Colonel Walter Gudgeon, like most colonials of his time, was a firm believer that prosperity lay in the transfer of land from the “lazy” Maoris to industrious British settlers.
But, upon appointment as Chief Land Judge of the Cook Islands in 1898, he knew better than to enrage the powerful Ariki tribe, who ruled over the island with fear.
Makea Ariki Takau, one of the tribe’s most powerful elders, may have been, according to the colonel “a greedy, avaricious woman” but he wanted “neglected” plots to be leased to white planters and the Ariki was willing to agree.
So on 3 June 1903, Col Gudgeon ordered the hand over of a 53 acre plot – set by a lagoon on the south side of the main island – to Makea Ariki Takau. The land orders stated “life interest only no power of device” – meaning it would transfer back to previous owners upon her death – but these words were later mysteriously crossed out without the judge's signature.
This week those very same documents will go before the Privy Council in London to try and settle a 109-year-old dispute over a tiny plot of land set in the South Pacific 10,000 miles away.
It was during Makea Ariki Takau's forty year reign that the Cook Islands became a British protectorate before being annexed to New Zealand from 1900 to 1965 when it became self-governing. But its final court of appeal – along with 28 other Commonwealth and British Overseas Territories – still rests with the Judicial Committee of the Privy Council, staffed by the same judges who sit in the Supreme Court.
Today descendants of two families and their lawyers will appear before the court to argue over land they both claim as theirs.
June Baudinet, 67, is insisting that the plot should have gone back to her great grandfather, Ngati Raina, chief of another Cook Islands tribe, Mata'iapo upon Makea Ariki Takau's death.
“To me the wrong was done to my people, my ancestors,” she explained. “It is very important for me to get justice for my ancestors.”
She is appealing a previous court decision made in favour of Ellena Tavioni and the Macquarie family – both descendant of Kopu Ariki, who now own the land.
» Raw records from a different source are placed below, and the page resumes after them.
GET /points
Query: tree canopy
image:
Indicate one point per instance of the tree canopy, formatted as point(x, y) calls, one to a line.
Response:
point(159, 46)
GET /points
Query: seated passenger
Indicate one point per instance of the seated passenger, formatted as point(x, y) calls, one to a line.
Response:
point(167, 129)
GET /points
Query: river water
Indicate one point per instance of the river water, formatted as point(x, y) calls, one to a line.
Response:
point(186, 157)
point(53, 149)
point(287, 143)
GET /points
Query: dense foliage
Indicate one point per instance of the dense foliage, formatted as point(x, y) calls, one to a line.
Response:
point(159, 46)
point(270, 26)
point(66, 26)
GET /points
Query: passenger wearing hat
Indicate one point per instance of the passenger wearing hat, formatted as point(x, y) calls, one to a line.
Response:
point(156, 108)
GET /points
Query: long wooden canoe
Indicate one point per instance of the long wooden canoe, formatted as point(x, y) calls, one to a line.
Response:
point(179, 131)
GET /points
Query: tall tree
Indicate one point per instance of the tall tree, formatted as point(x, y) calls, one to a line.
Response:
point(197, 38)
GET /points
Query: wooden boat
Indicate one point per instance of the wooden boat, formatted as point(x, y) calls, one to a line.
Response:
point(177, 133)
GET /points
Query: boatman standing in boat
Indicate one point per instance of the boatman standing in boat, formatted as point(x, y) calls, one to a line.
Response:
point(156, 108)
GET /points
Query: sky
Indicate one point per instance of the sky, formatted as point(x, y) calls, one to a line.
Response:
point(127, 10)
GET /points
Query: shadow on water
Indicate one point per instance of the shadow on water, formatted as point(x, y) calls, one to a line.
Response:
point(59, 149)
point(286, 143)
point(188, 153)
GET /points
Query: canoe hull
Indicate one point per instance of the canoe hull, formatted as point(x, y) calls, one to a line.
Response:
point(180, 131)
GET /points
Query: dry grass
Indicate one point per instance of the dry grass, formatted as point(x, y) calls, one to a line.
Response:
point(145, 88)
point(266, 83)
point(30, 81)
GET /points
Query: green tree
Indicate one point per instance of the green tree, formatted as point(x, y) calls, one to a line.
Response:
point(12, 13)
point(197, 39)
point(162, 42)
They insist that before 1903 it was their land and Makea Takau actually took it.
“This is extremely important. This is our heritage, our history. When the missionaries first arrived it was our family land,” said Ellena Tavioni today.
John Woods, managing editor of the Cook Islands News, described the historic appearance of a land case before the Privy Council as “a huge event for our tiny nation”.
Ross Holmes, the lawyer representing Ms Baudinet, a local business woman running tourist accommodation, a jewellery shop and a supermarket, insists that the land historically belonged to the Mata'iapo. They did not question the original decision by Col Gudgeon, a New Zealander who was appointed British Resident and Chief Land Judge, because they feared the Ariki.
“Makea Ariki Takau was a powerful woman,” he explained. “Gudgeon needed to butter her up in order to have his policies implemented. The Ariki had agreed to lease their land to the Europeans.”
The case has bounced back and forth between the local courts for more than a century. Most recently,
in 2008 Justice Kenneth Hingston in the High Court amened the sealed order from a century before in favour of Ms Baudinet.
But last year Sir Ian Barker of the Court of Appeal reversed the ruling. Now Ms Baudinet is appealing, arguing that Sir Ian made the motion without the jurisdiction to do so.
Tina Browne, representing the respondents, said: “Our concern is we may be opening up all sorts of orders made 100 years ago where nobody is alive to say what happened.”